Sunday, June 04, 2006

Connect The Dots

Three crack Toronto Star reporters demonstrate that they can't find their butts in the dark with both hands, a flashlight and a GPS:

In investigators' offices, an intricate graph plotting the links between the 17 men and teens charged with being members of a homegrown terrorist cell covers at least one wall. And still, says a source, it is difficult to find a common denominator.


....

RCMP Assistant Commissioner Mike McDonell said yesterday the suspects are all Canadian residents and the majority are citizens. "They represent the broad strata of our community. Some are students, some are employed, some are unemployed," he said.

"Some are actually recruited. Going out and looking for marginalized youth, if we can call it that, and other ones it's common association within a community."


Maybe this list of names will help. But since this is the Toronto Star we're talking about, it probably won't.

6 comments:

Anonymous said...

its so clear, read the names . . . . obviously ex Leafs pissed at not making the playoffs & taking revenge on Torontp

Anonymous said...

...i know this kind of complex thinking is difficult for people like you but i'll try again, being homosexual doesn't make you a pedophile and being muslim doesn't make you a terrorist.

Anonymous said...

It may be true that being a Muslim does not make you a terrorist, but it very much seems that being a terrorist gives you an extremely high probability of being a Muslim. Further, the article refers to a difficulty in finding common factors, not absolute causes. Did the authors spend any energy at all exploring whether or not the people in question shared a common religion? I don't have a crack research squad at my beck and call like those professional journalists at the TStar, but to my amateurs eye other common factors are that they are all male, almost all young, and all or most are either immigrants or sons of immigrants. None of these things are unique to these terrorists, but they are common factors and they are reasonable subjects for discussion and the fact that the authors cannot spot those while supposedly searching for common factors suggests to me that they have some agenda other than a dispassionate search for the truth.

Dag said...

We meet in Vancouver each Thursday evening at the public library in the atrium from 7-9:00 pm to discuss the nature of Islam and jihad. To find us, look for the people wearing blue scarves or kerchiefs.
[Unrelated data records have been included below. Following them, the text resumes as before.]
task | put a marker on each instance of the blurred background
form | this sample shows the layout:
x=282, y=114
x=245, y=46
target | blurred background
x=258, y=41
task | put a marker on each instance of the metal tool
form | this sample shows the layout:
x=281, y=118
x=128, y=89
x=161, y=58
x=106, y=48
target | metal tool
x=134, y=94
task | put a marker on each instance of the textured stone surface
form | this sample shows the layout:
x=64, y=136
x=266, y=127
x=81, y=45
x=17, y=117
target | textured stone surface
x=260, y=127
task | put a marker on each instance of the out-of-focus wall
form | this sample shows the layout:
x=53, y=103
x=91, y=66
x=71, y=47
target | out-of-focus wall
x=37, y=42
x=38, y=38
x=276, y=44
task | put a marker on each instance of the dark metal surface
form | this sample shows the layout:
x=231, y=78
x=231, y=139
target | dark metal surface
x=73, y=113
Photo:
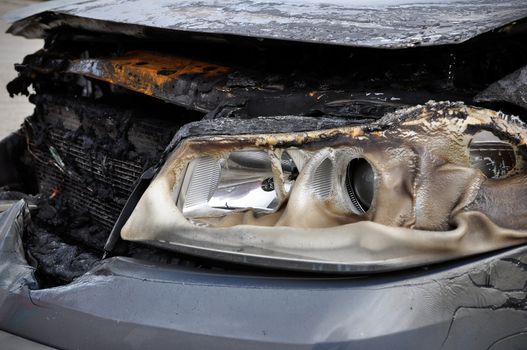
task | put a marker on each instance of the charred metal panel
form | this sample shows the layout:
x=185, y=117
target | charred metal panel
x=511, y=89
x=93, y=154
x=380, y=23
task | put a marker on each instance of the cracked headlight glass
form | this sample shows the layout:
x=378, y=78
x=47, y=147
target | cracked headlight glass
x=423, y=185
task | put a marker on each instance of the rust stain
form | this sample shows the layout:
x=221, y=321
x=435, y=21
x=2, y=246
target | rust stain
x=143, y=71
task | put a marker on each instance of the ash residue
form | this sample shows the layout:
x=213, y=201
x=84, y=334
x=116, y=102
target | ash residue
x=62, y=243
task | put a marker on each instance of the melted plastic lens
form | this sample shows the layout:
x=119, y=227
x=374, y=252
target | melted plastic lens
x=244, y=180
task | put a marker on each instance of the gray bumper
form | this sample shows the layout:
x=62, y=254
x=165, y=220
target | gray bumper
x=130, y=304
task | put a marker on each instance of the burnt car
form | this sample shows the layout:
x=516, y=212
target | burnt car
x=253, y=174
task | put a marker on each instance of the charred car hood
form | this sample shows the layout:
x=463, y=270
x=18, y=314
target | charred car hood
x=378, y=23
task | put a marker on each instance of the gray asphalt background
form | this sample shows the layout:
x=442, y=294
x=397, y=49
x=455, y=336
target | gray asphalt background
x=12, y=113
x=12, y=50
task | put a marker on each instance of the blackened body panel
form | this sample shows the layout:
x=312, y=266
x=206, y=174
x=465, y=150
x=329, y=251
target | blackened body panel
x=474, y=305
x=380, y=23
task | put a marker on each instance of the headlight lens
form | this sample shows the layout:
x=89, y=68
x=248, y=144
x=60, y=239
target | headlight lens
x=243, y=180
x=355, y=199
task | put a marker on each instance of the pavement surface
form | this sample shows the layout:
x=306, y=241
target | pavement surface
x=12, y=50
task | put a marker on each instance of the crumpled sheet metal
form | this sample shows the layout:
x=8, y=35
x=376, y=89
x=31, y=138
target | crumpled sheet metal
x=380, y=23
x=426, y=184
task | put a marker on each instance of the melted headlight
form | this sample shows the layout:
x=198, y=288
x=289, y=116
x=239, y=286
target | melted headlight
x=409, y=190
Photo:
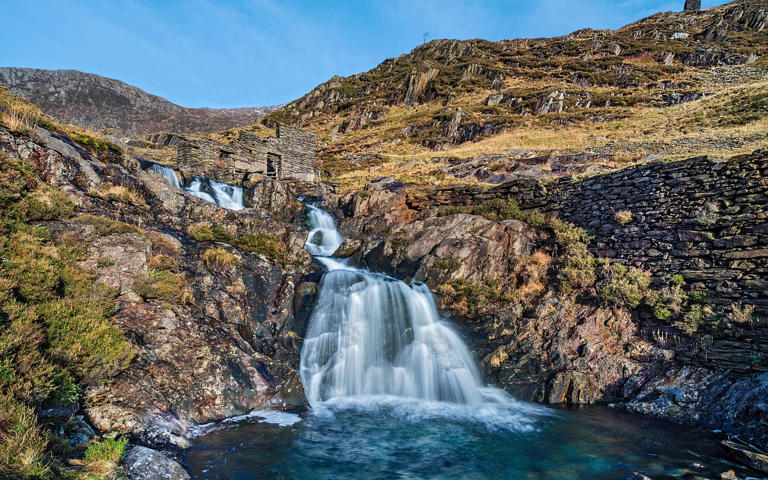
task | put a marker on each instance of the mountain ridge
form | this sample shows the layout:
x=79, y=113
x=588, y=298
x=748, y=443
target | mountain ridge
x=99, y=103
x=449, y=93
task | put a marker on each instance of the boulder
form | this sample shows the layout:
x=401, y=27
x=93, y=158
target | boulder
x=143, y=463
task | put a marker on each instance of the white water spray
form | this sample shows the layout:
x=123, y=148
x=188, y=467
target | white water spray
x=372, y=336
x=222, y=194
x=168, y=173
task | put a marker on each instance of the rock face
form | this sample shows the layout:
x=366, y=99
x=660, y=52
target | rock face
x=543, y=345
x=449, y=76
x=142, y=463
x=692, y=5
x=217, y=338
x=700, y=218
x=290, y=154
x=99, y=103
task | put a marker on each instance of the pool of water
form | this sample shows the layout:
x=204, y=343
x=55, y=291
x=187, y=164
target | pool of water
x=383, y=440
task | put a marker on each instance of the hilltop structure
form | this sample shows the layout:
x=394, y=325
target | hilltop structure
x=290, y=154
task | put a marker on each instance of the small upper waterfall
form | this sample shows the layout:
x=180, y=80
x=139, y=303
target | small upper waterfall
x=222, y=194
x=323, y=238
x=373, y=335
x=168, y=173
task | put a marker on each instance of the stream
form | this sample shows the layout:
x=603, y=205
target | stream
x=396, y=394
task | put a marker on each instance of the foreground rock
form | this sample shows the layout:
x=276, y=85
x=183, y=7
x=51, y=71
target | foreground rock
x=142, y=463
x=212, y=325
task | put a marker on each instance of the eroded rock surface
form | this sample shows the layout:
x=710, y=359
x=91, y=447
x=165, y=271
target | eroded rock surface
x=218, y=338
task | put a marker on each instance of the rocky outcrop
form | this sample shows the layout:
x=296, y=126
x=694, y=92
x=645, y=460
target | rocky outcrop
x=212, y=325
x=99, y=103
x=145, y=464
x=543, y=345
x=692, y=5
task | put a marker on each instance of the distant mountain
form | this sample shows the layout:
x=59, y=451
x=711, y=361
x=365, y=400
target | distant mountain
x=450, y=92
x=100, y=103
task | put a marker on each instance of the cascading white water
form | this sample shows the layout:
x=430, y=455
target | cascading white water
x=373, y=335
x=227, y=196
x=222, y=194
x=323, y=238
x=168, y=173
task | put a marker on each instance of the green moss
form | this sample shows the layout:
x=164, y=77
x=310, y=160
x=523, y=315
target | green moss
x=107, y=450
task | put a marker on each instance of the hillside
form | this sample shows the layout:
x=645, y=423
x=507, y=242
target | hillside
x=671, y=84
x=100, y=103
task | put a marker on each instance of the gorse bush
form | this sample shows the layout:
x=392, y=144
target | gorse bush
x=624, y=286
x=55, y=333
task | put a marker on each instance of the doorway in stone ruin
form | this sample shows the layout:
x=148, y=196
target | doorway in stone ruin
x=273, y=165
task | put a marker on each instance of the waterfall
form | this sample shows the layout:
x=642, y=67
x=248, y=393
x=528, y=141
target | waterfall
x=222, y=194
x=168, y=173
x=371, y=335
x=323, y=238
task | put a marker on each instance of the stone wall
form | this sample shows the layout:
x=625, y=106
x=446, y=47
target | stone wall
x=706, y=220
x=288, y=155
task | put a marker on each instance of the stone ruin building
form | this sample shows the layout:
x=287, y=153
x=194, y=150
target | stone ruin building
x=290, y=154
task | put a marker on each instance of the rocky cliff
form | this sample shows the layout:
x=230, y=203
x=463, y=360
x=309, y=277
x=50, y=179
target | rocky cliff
x=447, y=93
x=99, y=103
x=204, y=295
x=544, y=316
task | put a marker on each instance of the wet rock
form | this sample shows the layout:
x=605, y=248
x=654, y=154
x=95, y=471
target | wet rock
x=162, y=437
x=636, y=476
x=747, y=455
x=142, y=463
x=219, y=346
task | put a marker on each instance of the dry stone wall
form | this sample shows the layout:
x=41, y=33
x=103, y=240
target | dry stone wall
x=703, y=219
x=249, y=158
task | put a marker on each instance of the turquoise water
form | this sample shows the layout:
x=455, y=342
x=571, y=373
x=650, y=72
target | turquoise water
x=420, y=442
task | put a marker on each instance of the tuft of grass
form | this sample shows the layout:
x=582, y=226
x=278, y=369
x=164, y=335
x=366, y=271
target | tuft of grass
x=159, y=285
x=623, y=217
x=163, y=262
x=741, y=314
x=220, y=259
x=104, y=262
x=22, y=442
x=260, y=243
x=103, y=457
x=119, y=193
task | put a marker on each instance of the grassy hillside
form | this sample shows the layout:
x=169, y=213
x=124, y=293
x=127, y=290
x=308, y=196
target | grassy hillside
x=699, y=76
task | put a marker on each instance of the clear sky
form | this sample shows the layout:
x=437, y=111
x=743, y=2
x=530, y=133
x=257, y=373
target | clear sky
x=237, y=53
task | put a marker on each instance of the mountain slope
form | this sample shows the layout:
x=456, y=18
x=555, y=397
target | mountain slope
x=100, y=103
x=447, y=93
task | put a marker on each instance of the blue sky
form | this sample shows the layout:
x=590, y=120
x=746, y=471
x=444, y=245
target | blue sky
x=216, y=53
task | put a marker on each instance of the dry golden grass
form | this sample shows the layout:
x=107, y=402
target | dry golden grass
x=119, y=193
x=732, y=120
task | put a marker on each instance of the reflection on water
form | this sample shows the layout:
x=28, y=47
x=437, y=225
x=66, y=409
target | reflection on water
x=586, y=443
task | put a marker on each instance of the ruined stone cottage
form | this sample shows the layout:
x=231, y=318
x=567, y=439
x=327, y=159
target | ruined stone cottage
x=290, y=154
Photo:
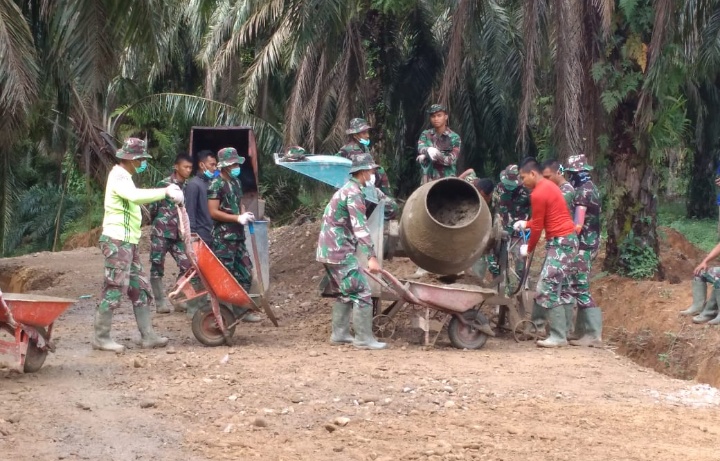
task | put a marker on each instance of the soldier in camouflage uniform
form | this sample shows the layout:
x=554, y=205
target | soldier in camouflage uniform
x=707, y=312
x=119, y=245
x=343, y=232
x=588, y=324
x=438, y=147
x=358, y=144
x=230, y=217
x=511, y=203
x=553, y=170
x=164, y=236
x=550, y=214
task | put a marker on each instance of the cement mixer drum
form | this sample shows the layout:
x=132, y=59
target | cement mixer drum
x=445, y=226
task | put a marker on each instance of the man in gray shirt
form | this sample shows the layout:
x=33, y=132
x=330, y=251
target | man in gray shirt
x=196, y=196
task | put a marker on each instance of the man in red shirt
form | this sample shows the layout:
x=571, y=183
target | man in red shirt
x=550, y=214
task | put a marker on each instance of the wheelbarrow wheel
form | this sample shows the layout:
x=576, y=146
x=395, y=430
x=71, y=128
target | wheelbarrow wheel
x=206, y=329
x=465, y=336
x=35, y=357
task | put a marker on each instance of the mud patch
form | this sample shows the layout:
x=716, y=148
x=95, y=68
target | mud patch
x=453, y=203
x=19, y=279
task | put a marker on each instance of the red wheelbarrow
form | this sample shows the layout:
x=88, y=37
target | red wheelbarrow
x=29, y=319
x=468, y=327
x=212, y=325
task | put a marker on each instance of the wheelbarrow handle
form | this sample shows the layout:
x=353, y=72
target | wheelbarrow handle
x=394, y=285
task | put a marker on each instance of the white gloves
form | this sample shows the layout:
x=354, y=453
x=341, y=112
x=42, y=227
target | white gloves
x=174, y=193
x=246, y=218
x=519, y=225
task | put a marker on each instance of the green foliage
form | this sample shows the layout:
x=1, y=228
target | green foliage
x=637, y=259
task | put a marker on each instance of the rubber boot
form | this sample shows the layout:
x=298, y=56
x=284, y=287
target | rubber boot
x=362, y=322
x=161, y=306
x=715, y=294
x=341, y=324
x=591, y=321
x=538, y=318
x=569, y=311
x=709, y=312
x=699, y=297
x=148, y=338
x=558, y=328
x=102, y=340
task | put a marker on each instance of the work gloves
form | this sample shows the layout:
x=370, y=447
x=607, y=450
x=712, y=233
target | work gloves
x=519, y=225
x=246, y=218
x=174, y=193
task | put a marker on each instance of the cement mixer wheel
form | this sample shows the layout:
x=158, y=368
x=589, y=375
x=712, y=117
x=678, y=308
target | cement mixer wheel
x=383, y=326
x=466, y=336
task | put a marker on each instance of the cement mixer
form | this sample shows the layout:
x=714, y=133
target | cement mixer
x=445, y=226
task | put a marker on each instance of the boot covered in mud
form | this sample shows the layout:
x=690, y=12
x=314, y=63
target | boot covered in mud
x=699, y=290
x=591, y=321
x=715, y=294
x=558, y=328
x=102, y=340
x=161, y=306
x=362, y=323
x=148, y=338
x=537, y=317
x=569, y=312
x=341, y=323
x=709, y=312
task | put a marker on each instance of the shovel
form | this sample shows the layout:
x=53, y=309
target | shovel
x=261, y=282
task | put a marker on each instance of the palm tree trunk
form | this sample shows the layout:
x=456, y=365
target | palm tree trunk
x=633, y=184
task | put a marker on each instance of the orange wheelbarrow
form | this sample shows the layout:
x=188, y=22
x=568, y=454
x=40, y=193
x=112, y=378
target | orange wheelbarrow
x=212, y=325
x=29, y=319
We meet to talk and exchange ideas, but mostly we meet so others will know that we can indeed speak in public and say the unsayable. We say Islam is a fascist poligion that is innately violent and fascistic. Join us if you will.

My name is Dag.

J0hnnyB said...

Uh, the Star has had the best coverage of the terror plot, bar none. Count how many references to the Star you find in other media and blogs.

Loyalist said...

Johnny B:

Quantity does not equal quality.

Except for Rosie DiManno's op-ed, the general editorial tone of the Star has been the usual handwringing, self-flagellation and spouting of pious multicultural platitudes.